I’ve previously shared quite a few free AI sites where users can use text-to-music tools to create songs – sometimes also showing the lyrics as the song is being sung, and sometimes not.
You can find those tools near the bottom of The Best Online Sites For Creating Music.
I’ve previously posted about Suno, which has really garnered steam with its release of a phone app and a Washington Post article celebrating it. I have used it a lot recently to create personalized nursery songs for my grandchildren and fun songs for friends and other family members.
AI sites like Suno that provide the lyrics, along with the song, I think also have potential for use in the classroom.
MusicHero is another free AI tool that does just that.
Here’s a pop song about the value of working hard to learn English.
I could see students asking it, or Suno, to create a pop song to help them learn the ten food-related vocabulary words we were learning that day. It would be “their” song, and they might listen to it when, for example, they were walking to school that week.
And here’s a song it came up with and I gave it this prompt:
A pop song to help beginning English Language Learners remember when to use “have” and when to use “has.”
I’ll be trying this out during the coming school year.

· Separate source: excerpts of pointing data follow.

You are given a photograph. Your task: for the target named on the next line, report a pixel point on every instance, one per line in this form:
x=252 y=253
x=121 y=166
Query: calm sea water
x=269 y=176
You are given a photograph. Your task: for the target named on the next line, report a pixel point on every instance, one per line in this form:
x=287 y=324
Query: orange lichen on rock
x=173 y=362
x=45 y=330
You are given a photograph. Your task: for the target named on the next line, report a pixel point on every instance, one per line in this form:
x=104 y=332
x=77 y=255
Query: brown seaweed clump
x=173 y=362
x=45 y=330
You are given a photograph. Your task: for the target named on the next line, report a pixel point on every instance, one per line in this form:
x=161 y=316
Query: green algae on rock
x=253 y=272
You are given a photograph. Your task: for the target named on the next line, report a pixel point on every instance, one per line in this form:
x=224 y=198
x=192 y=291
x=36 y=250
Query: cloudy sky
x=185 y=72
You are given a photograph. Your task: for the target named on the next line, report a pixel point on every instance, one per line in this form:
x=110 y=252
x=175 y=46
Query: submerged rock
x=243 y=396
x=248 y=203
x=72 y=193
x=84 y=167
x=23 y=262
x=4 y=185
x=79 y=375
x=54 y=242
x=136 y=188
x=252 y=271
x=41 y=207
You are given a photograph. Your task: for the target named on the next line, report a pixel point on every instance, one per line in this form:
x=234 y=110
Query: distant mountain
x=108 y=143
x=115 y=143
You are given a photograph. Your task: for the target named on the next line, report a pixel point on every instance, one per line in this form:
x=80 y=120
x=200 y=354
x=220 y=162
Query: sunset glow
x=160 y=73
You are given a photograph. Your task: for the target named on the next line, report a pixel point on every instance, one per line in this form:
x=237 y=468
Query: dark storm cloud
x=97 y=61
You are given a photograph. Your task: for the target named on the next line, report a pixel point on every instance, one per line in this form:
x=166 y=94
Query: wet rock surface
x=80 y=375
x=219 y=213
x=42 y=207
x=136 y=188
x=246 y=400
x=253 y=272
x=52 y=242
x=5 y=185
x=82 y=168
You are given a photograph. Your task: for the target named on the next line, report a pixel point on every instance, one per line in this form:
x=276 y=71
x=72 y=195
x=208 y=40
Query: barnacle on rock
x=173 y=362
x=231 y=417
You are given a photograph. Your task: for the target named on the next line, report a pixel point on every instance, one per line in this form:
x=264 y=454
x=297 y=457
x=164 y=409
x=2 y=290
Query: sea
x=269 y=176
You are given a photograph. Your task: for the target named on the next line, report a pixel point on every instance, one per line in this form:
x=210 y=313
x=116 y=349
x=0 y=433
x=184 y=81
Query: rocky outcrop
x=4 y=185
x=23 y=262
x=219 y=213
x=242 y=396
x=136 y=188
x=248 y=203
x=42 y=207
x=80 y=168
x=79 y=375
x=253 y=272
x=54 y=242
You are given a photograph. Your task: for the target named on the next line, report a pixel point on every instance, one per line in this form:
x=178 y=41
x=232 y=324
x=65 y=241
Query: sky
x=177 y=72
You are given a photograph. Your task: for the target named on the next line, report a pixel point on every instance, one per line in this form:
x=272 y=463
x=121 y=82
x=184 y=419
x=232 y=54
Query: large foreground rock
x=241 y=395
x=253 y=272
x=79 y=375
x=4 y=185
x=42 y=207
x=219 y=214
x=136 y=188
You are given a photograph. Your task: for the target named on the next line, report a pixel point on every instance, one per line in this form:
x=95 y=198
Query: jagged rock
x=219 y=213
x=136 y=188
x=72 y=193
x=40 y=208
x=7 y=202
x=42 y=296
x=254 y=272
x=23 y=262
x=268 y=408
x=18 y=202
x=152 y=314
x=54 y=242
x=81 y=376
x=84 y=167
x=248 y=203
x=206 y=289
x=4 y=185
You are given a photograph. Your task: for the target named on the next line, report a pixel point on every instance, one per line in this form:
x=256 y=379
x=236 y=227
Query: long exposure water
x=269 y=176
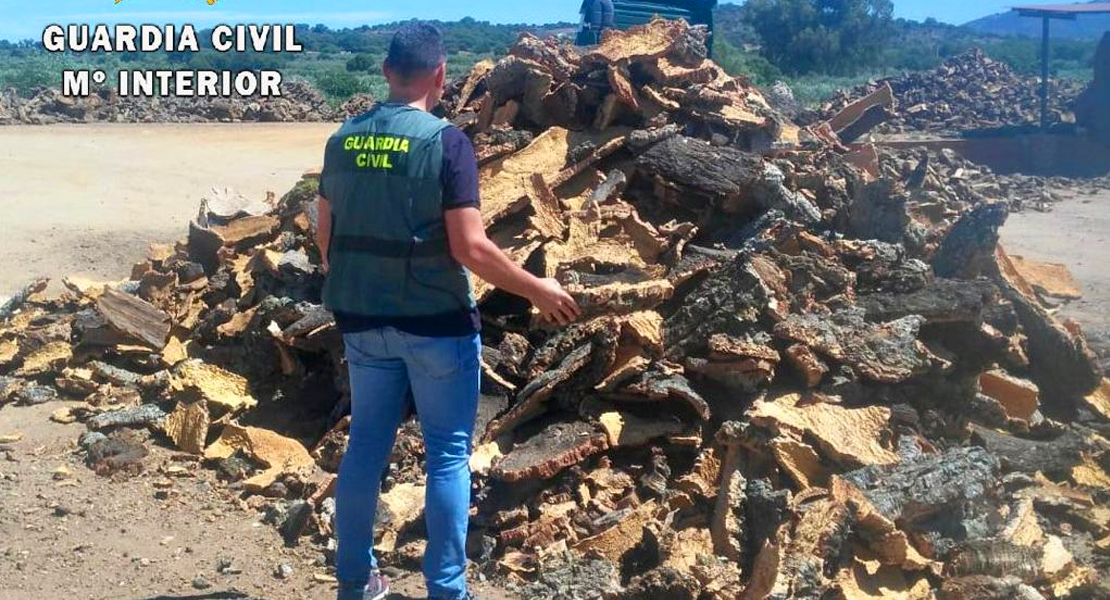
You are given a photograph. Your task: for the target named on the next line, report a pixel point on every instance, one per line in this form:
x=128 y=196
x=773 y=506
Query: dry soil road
x=1076 y=233
x=88 y=200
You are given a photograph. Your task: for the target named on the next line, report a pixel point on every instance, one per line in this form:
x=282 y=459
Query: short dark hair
x=416 y=49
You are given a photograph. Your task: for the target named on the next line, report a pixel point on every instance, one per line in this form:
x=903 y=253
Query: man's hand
x=554 y=304
x=474 y=251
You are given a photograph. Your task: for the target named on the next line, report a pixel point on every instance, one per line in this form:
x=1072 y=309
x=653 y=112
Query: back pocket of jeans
x=437 y=357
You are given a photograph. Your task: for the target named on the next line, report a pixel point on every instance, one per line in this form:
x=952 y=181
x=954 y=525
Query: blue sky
x=26 y=18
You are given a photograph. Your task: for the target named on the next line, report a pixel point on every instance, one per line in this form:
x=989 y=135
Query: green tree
x=362 y=63
x=340 y=84
x=834 y=37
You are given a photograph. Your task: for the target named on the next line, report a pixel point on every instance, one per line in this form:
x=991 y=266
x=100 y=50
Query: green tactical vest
x=389 y=250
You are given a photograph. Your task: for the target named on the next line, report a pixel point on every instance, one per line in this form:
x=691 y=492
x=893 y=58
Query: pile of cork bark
x=299 y=102
x=799 y=373
x=969 y=91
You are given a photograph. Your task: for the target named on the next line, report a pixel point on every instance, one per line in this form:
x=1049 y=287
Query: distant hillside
x=1010 y=23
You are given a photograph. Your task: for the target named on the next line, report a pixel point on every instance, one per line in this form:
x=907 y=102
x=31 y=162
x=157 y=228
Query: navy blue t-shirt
x=460 y=191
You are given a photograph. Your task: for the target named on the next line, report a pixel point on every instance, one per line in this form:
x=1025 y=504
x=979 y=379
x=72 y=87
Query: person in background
x=399 y=229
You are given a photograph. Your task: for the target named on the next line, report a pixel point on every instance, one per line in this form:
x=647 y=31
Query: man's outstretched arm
x=323 y=229
x=475 y=251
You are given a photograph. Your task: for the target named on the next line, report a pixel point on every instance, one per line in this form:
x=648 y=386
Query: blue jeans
x=444 y=377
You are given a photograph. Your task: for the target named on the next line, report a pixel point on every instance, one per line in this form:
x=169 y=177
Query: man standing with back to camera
x=399 y=229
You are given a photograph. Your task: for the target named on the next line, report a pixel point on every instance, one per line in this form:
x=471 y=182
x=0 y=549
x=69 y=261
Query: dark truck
x=628 y=13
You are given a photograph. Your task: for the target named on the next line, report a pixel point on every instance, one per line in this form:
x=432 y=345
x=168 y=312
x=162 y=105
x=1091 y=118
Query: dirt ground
x=83 y=537
x=88 y=200
x=1076 y=233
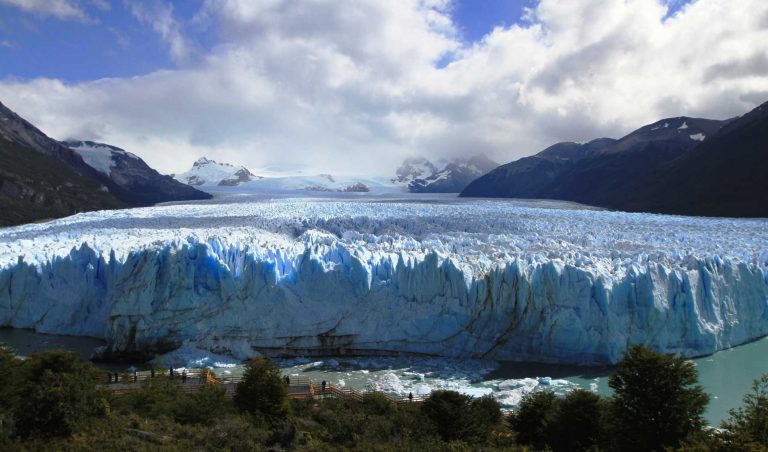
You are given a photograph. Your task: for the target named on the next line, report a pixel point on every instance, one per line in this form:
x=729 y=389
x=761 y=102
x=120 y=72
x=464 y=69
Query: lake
x=726 y=375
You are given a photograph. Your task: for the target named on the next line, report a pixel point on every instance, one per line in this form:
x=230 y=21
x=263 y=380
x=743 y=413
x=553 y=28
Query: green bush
x=9 y=365
x=657 y=402
x=202 y=406
x=748 y=424
x=158 y=397
x=449 y=412
x=577 y=422
x=262 y=391
x=533 y=419
x=56 y=394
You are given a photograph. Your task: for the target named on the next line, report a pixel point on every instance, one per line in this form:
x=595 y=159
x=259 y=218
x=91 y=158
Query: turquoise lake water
x=726 y=375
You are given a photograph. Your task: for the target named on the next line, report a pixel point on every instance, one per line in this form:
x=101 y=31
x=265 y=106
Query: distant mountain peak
x=422 y=176
x=209 y=172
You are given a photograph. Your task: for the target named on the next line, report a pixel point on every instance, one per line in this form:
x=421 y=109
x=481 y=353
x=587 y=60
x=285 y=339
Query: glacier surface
x=503 y=280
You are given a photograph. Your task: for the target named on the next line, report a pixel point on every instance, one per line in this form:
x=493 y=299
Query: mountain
x=726 y=175
x=42 y=179
x=454 y=177
x=420 y=175
x=209 y=172
x=412 y=169
x=142 y=184
x=603 y=172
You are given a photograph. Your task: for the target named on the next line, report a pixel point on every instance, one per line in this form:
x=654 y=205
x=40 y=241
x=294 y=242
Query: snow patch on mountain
x=496 y=280
x=698 y=137
x=206 y=172
x=412 y=169
x=100 y=157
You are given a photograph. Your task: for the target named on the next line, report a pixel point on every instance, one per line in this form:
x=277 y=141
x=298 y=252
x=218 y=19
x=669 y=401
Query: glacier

Of course, the elephants in the room with this idea, along with any strategy that uses Artificial Intelligence, are the ethics of using tools trained on the work of creative people without their permission (most of these music-making apps were trained on copywritten songs and some of my books have been used to trained ChatGPT), and the ethics involved in using tools requiring enormous amounts of power in the age climate change. We all have to decide if the educational benefits outweigh those ethical concerns.
I’m adding this info to The Best Music Websites For Learning English.